Wednesday, April 16, 2008

Benedict XVI on Church and State

EWTN's news-feed reports that in an on-flight press conference en-route to the United States, Benedict XVI praised the U.S. model of Faith-Secular State relationship. He went on to say that the secular state's relationship with faith as it exists in the United States is a "fundamental model" that should be imitated in Europe.

I have often had this discussion, of whether or not the U.S. is "good" for faith communities. It would seem to me that the Pope is saying that it is.

I'm often looking for reasons to like the U.S. I think that, both wittingly and unwittingly, I have been a partaker in the general cynisism that is so common today.

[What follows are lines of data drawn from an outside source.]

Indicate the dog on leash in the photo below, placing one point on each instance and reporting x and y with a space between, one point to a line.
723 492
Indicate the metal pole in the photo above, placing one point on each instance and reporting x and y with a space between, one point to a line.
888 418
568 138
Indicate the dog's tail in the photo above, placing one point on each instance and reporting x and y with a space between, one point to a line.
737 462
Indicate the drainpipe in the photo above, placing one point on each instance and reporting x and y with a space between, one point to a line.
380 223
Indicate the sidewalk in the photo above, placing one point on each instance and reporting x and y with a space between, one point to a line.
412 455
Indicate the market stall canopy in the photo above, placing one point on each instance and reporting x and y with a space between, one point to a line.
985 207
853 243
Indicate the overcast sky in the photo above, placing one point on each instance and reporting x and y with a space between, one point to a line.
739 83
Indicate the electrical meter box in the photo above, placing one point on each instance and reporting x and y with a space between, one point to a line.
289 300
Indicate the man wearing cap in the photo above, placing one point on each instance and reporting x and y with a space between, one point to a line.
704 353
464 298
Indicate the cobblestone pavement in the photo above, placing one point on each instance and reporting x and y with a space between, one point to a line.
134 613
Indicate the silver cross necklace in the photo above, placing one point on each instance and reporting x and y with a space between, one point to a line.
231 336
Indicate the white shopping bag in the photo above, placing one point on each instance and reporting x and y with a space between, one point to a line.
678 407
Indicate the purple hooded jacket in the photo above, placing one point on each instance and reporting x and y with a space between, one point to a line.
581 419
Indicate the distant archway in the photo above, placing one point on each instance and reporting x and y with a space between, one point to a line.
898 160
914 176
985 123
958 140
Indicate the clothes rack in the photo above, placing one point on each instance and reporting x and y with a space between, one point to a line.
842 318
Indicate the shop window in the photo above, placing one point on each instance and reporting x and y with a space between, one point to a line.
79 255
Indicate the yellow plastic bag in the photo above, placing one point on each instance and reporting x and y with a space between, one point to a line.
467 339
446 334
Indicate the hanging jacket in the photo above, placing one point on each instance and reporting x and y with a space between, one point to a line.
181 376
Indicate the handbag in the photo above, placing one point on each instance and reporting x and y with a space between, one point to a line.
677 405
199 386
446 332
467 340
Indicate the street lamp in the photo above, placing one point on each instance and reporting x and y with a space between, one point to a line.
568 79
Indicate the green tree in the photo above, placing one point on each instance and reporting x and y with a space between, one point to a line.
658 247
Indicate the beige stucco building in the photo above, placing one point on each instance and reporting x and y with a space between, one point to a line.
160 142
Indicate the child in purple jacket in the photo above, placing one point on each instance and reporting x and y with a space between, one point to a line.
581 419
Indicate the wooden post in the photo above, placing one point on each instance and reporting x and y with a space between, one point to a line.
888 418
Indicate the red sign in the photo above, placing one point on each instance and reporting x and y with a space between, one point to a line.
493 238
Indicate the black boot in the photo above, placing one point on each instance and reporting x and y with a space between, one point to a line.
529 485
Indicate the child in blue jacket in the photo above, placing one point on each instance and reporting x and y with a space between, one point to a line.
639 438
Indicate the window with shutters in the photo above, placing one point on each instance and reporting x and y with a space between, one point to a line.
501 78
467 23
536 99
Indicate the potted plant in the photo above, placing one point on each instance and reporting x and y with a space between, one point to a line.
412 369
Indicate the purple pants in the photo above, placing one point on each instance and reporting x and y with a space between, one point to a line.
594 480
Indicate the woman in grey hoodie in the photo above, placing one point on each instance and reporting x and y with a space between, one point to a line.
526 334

This cynisism seems to have particularly corrosive effects on patriotism. Should I be excited about being an American? Is there reason to die for this country?

It is oft overlooked, but the Church along with most classical ethical systems, see love for country as a virtue to be cultivated personally and communally. Patriotism, which has such a bad name in the U.S., is the moral glue of a commonwealth. Many sceptics would see propaganda and brainwashing in attempts to cultivate devotion to our native land, and perhaps with good reason. But, abuse does not negate right use. We have to see what is truly good in our land to raise the cultivation of patriotism above the level of propaganda.

If anyone could cultivate this virtue in me, I would be most grateful. Perhaps Pope Benedict can help me out.


Anonymous said...

I agree patriotism is a virtue, but Jesus taught our "native land" is really heaven. Being the Catholic (universal) Church, I should think love of country should gel with love of enemy, or else it should be called something else. Hmmm.....nationalism?

This Liberal said...

Well, Christine, as you point out, this is a complicated issue. I believe that there is a fine line of balance between nationalism on the one hand and cynicism on the other that the Church calls upon us to find.

Using the analogy of family, which the Church itself uses when teaching about the virtue of patriotism, I am called to love my own family in a particular way. As you point out, it's important not to let love of my family interfere with the practice of charity to my neighbor. But charity to my family has primacy, since God has given me my family to love in a particular way. So I cannot let charity to neighbor interfere with love of my family, otherwise I would be neglecting my duties.

The same would seem to be true of my country. But you are right, it is a complicated issue.